Os principais desafios estão relacionados ao Custo Brasil, ao financiamento, à infraestrutura, à sustentabilidade e à adaptação tecnológica. A transição energética e as novas exigências ambientais impõem padrões mais rigorosos. A digitalização redefine cadeias logísticas e modelos de negócio. A Fundação apoia esse processo por meio de sistemas de inteligência, análise de competitividade em diferentes dimensões, estudos setoriais e programas de formação. O objetivo é oferecer base técnica sólida para decisões estratégicas num ambiente de reconfiguração geopolítica e económica.

Olhando para a próxima década, que projetos estruturantes estão em preparação no âmbito da Europa, da CPLP e do Mercosul, e de que forma a Fundação pretende posicionar-se como ponte técnica e estratégica entre América do Sul, África lusófona e União Europeia?

Para a próxima década, estamos a estruturar uma atuação mais distribuída em plataformas regionais. A consolidação da Funcex Europa é central nesse processo, assim como o fortalecimento da Funcex Mercosul e o desenvolvimento de frentes como Funcex Ásia e outras iniciativas temáticas, incluindo inovação e inteligência artificial aplicadas ao comércio exterior. A Academia de Comércio Exterior reforçará a formação técnica. Pretendemos posicionar a Fundação como ponte técnica entre América do Sul, África lusófona e União Europeia, articulando dados, capacitação e promoção comercial num modelo integrado de cooperação económica internacional.

Como pretende a Funcex assinalar os 50 anos da instituição?

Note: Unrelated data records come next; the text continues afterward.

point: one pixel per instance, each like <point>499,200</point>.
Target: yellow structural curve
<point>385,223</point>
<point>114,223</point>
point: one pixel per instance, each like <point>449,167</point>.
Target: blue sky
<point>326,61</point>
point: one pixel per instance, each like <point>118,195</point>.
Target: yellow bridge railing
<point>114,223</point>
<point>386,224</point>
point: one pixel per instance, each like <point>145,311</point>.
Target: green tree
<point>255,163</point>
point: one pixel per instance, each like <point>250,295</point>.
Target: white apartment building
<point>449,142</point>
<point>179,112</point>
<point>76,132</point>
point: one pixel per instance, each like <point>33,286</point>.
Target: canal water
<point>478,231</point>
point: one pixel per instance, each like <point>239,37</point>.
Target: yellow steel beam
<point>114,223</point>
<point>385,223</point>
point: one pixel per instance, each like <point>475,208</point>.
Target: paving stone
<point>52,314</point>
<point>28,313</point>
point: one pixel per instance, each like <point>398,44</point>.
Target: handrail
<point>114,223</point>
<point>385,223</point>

Os 50 anos da Fundação representam um marco muito importante na sua trajetória. A data central das comemorações é, hoje, 12 de março, quando a Funcex assinala oficialmente o seu Jubileu de Ouro, celebrando cinco décadas de dedicação ao estudo e à promoção do comércio exterior. As celebrações começaram no dia 10 de março, em Brasília, com um primeiro momento de encontro e reflexão sobre o percurso da instituição e os desafios atuais do comércio internacional. Mais tarde, no dia 25 de março, será realizado um evento solene da Fundação, especialmente dedicado à comemoração dos 50 anos, reunindo parceiros institucionais, especialistas e representantes do setor público e privado. Neste sentido, mais do que recordar o passado, estas iniciativas pretendem também olhar para o futuro da Fundação, reforçando o seu papel no debate sobre comércio internacional e na construção de pontes entre o Brasil e outros parceiros globais.